The text, however, fails the magnificent objects. It’s often incomplete, obtuse, or dry. The result is a tease that either makes you hunger for more, or mystifies, leaving you alone to decifer the drawings and results. Sometimes reading a dry but more complete text, one sense a thrilling story behind the design process– such as with Wim Gilles scooterette project, in which he fought to do a personal project to build a lightweight folding scooter/moped that got to final prototype then was killed preproduction– but the story doesn’t keep up with the photographs.
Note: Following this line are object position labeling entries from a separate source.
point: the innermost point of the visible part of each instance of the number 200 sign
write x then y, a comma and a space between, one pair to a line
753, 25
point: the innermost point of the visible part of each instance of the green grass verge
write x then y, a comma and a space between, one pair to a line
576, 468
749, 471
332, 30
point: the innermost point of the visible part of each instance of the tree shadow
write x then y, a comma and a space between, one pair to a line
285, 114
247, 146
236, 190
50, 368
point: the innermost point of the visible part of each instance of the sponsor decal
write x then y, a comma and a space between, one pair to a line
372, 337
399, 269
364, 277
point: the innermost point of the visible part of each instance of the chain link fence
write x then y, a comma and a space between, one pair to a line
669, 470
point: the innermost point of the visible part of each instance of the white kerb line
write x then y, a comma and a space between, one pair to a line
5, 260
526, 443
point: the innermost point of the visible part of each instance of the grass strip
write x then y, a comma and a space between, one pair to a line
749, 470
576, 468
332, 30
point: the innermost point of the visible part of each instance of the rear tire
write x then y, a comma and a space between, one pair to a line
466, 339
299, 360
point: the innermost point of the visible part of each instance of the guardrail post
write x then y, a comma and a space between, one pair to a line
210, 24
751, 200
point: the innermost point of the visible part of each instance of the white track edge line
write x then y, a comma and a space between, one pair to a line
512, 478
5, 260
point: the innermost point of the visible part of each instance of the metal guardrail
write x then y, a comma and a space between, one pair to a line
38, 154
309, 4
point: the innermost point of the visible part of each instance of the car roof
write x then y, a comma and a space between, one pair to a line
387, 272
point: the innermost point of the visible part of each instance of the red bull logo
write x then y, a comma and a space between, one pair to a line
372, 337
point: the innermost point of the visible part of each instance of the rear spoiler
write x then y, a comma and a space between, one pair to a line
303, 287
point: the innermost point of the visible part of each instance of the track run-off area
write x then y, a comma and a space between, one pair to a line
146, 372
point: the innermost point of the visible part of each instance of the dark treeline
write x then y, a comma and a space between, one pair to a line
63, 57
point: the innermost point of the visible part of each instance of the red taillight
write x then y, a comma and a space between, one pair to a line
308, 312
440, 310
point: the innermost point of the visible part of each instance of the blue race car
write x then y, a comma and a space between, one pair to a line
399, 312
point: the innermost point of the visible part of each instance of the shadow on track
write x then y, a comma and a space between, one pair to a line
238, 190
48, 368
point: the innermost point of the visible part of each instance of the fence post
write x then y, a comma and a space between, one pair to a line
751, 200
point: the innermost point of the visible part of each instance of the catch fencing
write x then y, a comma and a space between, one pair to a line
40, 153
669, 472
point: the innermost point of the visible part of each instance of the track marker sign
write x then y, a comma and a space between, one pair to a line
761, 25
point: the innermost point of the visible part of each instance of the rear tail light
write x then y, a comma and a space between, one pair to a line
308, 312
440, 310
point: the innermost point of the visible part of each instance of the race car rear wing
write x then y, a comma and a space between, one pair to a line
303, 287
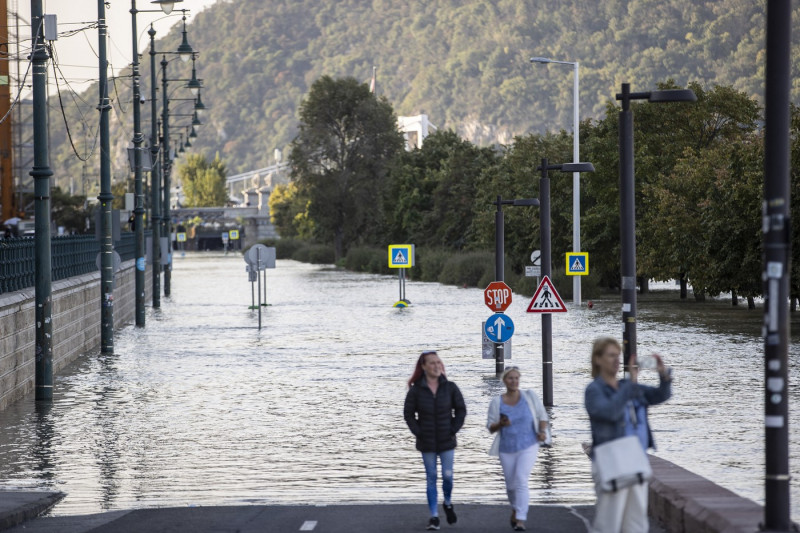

Not bad, but unsatisfying.
However, I’ve really enjoyed the book, no matter how disappointed I’ve been with an incomplete story, because it is so neat to look at beautiful, well crafted objects and their creation artifacts: the prototype kettle made of two pans soldered together, the x-rays that informed a silverware set, the raw and elegant drawings that became Lloyd Wright’s vases.
Decide for yourself.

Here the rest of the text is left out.